I will conclude with some recommendations for setting international philanthropy on a pathway that makes fuller use of its advantages to support innovation in reducing poverty and extending human rights. I look forward to your comments.
5 responses to U.S. Philanthropy’s Shrinking Ambition


A guest poster at the change.org global health blog wrote a nice piece on the advantages private donors have in the field of global health, which touches on some of the things you mention.
http://globalhealth.change.org/blog/view/private_philanthropy_in_global_health
[...] on “foundations and risk taking” caught my eye. The first post in the series, “US Philanthropy’s Shrinking Ambition,” written by Senior Research Fellow Steven Lawry, went online [...]
Why are Foundations “confused” about accountability and transparency?
More accountability and transparency would make them more effective and more responsive to the needs of the grantees as they would have to explain how they use the money that is supposed to help them and tell how much they pay their executives or how much is spent on travel and hospitality? Being transparent is real easy but that’s the will to be transparent that is lacking.
Can you explain to me why Bloomberg Philanthropies don’t even have a website?
Why isn’t anybody asking Michael Bloomberg about this total lack of communication?
Why is such a generous guy who has made his fortune in communication not communicating at all about how his Foundations uses its money?
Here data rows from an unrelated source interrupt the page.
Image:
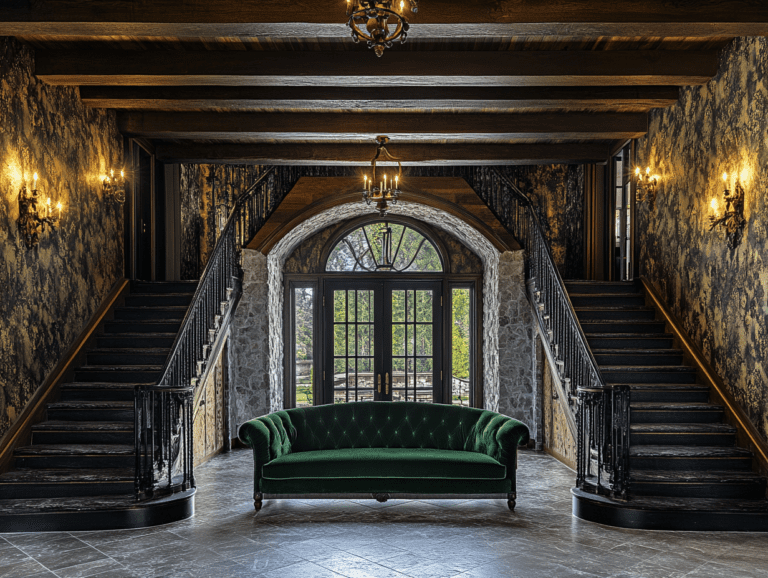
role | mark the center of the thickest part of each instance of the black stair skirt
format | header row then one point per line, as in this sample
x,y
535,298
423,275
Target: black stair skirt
x,y
93,513
680,514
He could play a leadership role but it is just the opposite.
Is it too dangerous to even ask him?
I wonder.
The Gates Foundation appears especially ‘nervous about growing calls for accountability’. Check out Gates Keepers http://gateskeepers.civiblog.org.
GKs
I appreciate readers’ comments on the introductory blog to my series, “US Philanthropy’s Shrinking Ambition.” It was good for Alanna to draw our attention to Jessica Pickett’s article “Private Philanthropy in Global Health” published in Change.org on January 19, 2009. Pickett notes that “there is very little appetite for risk in the current instititional context. By focusing only on things that we know, the major donors leave little opportunity to discover what works better. Private philanthropists should lead the charge in the “success discovery” process by focusing on the evalulation and scaling up of innovative community programs.” I could not agree more. In part II of the series, posted yesterday, I argue that private philanthropy is better able than public sector donors such as the World Bank and USAID to bear risk on behalf of innovative approaches to poverty reduction. Where new, promising but risky ideas tested with the support of foundation funding prove viable, then traditional donors and public and private institutions of various kinds will be more likely to bring them into the mainstream. This “risk bearing” on behalf of innovation is an important function that philanthropy is in a unique position to perform, precisely because philanthropic resources are private, and as such are less subject to public scrutiny and criticism when risky initiatives fail. Two writers call for greater foundation accountability and transparency. Regulations that assure the public that foundations are not using their funds to benefit personally trustees, executives and staff, and that funds are being spent for bona fide, tax-exempt, charitable purposes, are of course appropriate. And Philippe Boucher’s call for transparency on expenditures for executive travel and hospitality are spot on. But I strongly counsel against public regulation of how foundations spend their money, as long as expenditures are for broadly accepted charitable purposes. Otherwise the resources available for testing and piloting innovations in health care, education, job creation and financial services, which are already terribly hard to come by, will be even more scarce.